Since moving to its present 46 Berkeley Square home, London members’ club Annabel’s has become noted for its spectacular Christmas decorations that take in the whole building. Last year, it was a 42ft ‘Christmas tree’ (actually a printed screen on scaffolding) complete with snow and equally huge gold baubles, and copper gold star on its top. In 2018, it was a green fir tree with red baubles and lights.
The need for in-theatre social distancing put paid to Birmingham Royal Ballet’s planned full-scale Nutcracker at the Royal Albert Hall a while ago. This week’s move of London into Tier 3 meant the same fate befell the revised productions by English National Ballet at the Coliseum and The Royal Ballet at Covent Garden.
But venture into Mayfair and you will find a Nutcracker because Annabel’s has gone all festive ballet.
The club’s elegant three-storey Georgian facade has been given a theatrical makeover. Red drapes with gold detail adorn the top and sides. Down below, an arch of red and gold baubles surrounds the front door, with similar garlands hanging from the front railings and first-floor windows.
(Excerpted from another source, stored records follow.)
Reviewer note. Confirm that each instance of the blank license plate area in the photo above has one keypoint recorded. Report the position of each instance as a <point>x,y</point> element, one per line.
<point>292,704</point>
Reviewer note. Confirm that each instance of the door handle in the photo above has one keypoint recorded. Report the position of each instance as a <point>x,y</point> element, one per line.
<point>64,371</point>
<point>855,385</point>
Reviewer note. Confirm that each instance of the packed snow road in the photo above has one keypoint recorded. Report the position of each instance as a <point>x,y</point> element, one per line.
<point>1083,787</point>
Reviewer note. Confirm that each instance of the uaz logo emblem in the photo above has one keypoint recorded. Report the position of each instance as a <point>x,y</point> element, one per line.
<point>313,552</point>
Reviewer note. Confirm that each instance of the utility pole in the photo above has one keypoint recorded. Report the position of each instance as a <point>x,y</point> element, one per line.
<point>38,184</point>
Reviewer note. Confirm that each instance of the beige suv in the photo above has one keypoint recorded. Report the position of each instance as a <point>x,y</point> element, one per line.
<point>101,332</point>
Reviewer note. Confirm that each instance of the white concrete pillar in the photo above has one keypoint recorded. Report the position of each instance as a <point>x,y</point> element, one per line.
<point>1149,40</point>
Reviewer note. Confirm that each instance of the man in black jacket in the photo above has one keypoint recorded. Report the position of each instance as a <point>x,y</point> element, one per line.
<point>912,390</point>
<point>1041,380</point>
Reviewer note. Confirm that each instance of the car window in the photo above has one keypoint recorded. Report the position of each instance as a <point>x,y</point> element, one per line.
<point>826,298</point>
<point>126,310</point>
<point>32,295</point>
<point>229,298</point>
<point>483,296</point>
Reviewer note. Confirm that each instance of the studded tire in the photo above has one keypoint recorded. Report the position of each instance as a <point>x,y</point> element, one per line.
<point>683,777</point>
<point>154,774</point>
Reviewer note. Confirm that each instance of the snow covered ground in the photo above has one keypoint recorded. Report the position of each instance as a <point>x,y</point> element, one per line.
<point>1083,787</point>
‘On stage’, between those windows, stand three giant Nutcrackers. Zoom in just a little more, and in those windows appear projections of two dancers from the Sophie Adams Ballet Company, which creates ballet performances for events, functions, PR launches and campaigns, and who are performing at the club throughout the festive season.
The Sugar Plum Fairy and Prince at Annabel’s
Listen carefully, and despite the noise of the traffic, you can even hear the strains of Tchaikovsky’s familiar music. While it might not fit the specially arranged, simple choreography perfectly, the whole does succeed in creating effect and a feel-good festive mood.
Not surprisingly, lots of passers-by stop to take a look and grab a few photos. The best vantage point is up against the railings inside the Berkeley Square gardens, by the way.
And why not, because the colourful scene is a real delight that lifts the spirits and brings a smile even on a dreary, grey London December day.